During the past several years, a moderately-sized residential mortgage company in Southern California had been growing steadily into a major player among financial lending institutions. A sizable investment in IT systems helped fuel this growth, and raised the awareness of the importance of assembling a highly proficient IT business-recovery team. The composition of this team was an interesting mixture of IT technical specialists, business analysts, and professional contingency planners. Their charter was to develop and test business and technical recovery plans to enable critical business functions to be restored to full operation in minimal time following a disaster.
One of the most critical of these business functions was the company's asset-management unit. The IT business-continuity team had already developed the business and technical recovery plans for this area, and had conducted a tabletop simulation with business users to validate their plans. The next step was to schedule a full operational-recovery exercise for asset management. Such an exercise would take months of planning to ensure that the test objectives were all identified, agreed upon, and realisticand, most importantly, would not in any way affect production.

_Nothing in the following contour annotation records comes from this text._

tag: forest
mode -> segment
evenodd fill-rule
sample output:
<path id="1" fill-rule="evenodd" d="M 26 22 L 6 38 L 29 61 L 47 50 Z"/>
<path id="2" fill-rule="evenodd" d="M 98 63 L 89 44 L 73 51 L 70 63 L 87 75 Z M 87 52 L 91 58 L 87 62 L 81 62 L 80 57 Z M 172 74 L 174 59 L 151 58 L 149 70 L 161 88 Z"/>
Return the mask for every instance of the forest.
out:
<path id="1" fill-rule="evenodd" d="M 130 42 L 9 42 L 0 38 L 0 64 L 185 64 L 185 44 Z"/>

The exercise was scheduled for November of 2003. Actual events beyond the planners' control resulted in the date moving up by several months.
In late July of 2003, the manager of asset management was preparing for his quarterly meeting with investors. One of the topics he planned to highlight during his presentation was the company's business-recovery capabilities. Little did he know just how real a demonstration the investors would see. The company's IT business-continuity team was about to demonstrate its effectiveness in responding to unplanned events.